Bishnupur was not only about temples. It was a center of Vaishnava devotion, music, and the arts. The Malla kings were great patrons of the bhakti movement. They supported poets, musicians, and scholars. The famous Bishnupur gharana of classical music traces its roots to this courtly culture. The red soil of the region also supported a thriving tradition of terracotta craft that continues to this day — artisans still make the famous Bankura horses and other figures using techniques passed down for centuries.
The political story of Bishnupur is one of careful navigation. The Malla kings accepted Mughal overlordship when necessary but kept a distinct regional identity. They built their temples at a time when Islamic architecture dominated much of Bengal, creating a parallel visual and religious world. This was not rebellion in the modern sense; it was a quieter assertion of cultural autonomy through art and devotion.

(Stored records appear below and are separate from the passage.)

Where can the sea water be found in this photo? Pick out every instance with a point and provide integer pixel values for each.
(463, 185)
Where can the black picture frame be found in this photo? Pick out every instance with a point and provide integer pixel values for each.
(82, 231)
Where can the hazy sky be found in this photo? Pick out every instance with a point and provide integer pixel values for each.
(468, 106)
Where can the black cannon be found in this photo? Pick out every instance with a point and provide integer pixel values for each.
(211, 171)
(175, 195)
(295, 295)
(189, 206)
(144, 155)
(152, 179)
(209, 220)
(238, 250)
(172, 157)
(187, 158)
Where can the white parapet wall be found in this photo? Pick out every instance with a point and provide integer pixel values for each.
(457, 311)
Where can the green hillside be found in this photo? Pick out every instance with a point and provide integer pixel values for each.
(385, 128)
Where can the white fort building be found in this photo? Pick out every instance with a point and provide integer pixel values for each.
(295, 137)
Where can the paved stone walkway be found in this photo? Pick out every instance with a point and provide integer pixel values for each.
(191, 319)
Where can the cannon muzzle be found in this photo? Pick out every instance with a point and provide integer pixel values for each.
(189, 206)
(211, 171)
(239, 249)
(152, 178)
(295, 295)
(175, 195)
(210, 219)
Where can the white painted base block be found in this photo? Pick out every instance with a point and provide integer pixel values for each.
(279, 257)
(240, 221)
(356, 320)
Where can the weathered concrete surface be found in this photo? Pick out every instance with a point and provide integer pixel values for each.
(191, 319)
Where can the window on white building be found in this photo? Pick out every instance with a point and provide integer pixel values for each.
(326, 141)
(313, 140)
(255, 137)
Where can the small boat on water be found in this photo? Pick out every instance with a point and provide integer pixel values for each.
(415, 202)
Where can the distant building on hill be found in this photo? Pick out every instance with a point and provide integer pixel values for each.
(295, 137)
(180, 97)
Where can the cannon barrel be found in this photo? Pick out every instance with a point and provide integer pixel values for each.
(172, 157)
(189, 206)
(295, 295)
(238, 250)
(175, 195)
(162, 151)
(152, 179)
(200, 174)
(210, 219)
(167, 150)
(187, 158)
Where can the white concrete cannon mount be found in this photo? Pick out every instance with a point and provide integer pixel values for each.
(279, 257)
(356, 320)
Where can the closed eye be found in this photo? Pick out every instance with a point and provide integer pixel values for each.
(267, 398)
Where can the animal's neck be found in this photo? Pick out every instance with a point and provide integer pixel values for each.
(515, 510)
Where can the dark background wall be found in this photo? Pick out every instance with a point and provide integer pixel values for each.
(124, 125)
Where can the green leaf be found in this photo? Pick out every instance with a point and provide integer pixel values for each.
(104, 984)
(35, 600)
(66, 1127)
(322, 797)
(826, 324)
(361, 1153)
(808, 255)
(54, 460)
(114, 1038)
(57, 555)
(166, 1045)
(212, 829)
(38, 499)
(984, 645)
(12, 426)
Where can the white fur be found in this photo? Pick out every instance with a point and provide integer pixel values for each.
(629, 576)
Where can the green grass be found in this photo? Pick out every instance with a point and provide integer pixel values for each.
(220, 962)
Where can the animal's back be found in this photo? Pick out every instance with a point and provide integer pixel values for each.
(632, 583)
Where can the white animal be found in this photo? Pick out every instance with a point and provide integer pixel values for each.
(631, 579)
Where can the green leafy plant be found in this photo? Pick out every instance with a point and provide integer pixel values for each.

By the late 18th century the power of the Malla kings had declined. The British East India Company gradually brought the region under their control. The temples, however, survived — some damaged by time and weather, many still standing as powerful statements of faith and craftsmanship. Today Bishnupur is a quiet district town, its economy tied to agriculture, handicrafts, and tourism. The temples are protected monuments, and the sound of classical music can still be heard in the old quarters during festivals.
What Bishnupur reveals is the resilience of regional cultures even under larger imperial umbrellas. While the sultans and Mughals built their grand mosques and forts in the riverine heartland, the Malla kings created a different kind of monument in the red soil — one rooted in local aesthetics and Vaishnava devotion. The terracotta plaques tell stories not only of gods but of the world as the artists saw it, including the new foreigners who had begun appearing on Bengal’s shores.
The red earth of Bishnupur holds these stories in its bricks. The temples do not dominate the landscape like the ruins of Gaur or the grand structures of Murshidabad. They sit quietly among the fields and palm trees, their curved roofs echoing the shape of village huts. In that humility lies their strength. They remind us that power and beauty in Bengal have taken many forms — not only the imperial and the commercial, but also the devotional and the deeply local. The Malla kingdom eventually faded, but its artistic language continues to speak from the walls of these remarkable buildings.